Consensus best practices for joint-dataset SFT, as synthesized from the referenced works, include:

Construct joint datasets to include both "atomic" (core/simple) and "composite/synthetic" (complex/long-chain) instances when possible (Chen et al., 2024).
Tune mixture weights (e.g., $\theta\in\mathbb{R}^D$ 9 in domain-generalization) using held-out evaluation data (Ding et al., 11 Jun 2025).
Freeze pretrained backbone weights in vision and speech settings; restrict adaptation to LoRA/adapter modules for efficiency (Jiang et al., 2024, Peng et al., 2024).
Use multi-model/multi-response filtering for synthetic data construction to maximize generalization and mitigate forgetting (Ding et al., 11 Jun 2025).
Sample tasks/datasets proportionally to their contribution to overall performance; up-sample underrepresented sources as needed to balance (Jiang et al., 2024, Peng et al., 2024).
Use staged or pipelined freezing when performing multi-stage adaptation, particularly when catastrophic forgetting is a concern (Wang et al., 29 Aug 2025).
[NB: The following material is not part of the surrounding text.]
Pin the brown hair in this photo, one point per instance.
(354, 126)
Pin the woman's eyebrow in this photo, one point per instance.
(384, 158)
For multilingual and multimodal applications, integrate explicit latent-level or architectural fusions for improved transfer (Ye et al., 1 Jun 2025, Peng et al., 2024).

These procedures, applied within the joint-dataset SFT paradigm, systematically address gradient conflict, preserve both general and specialized skills, and extend across modalities and domains at scale.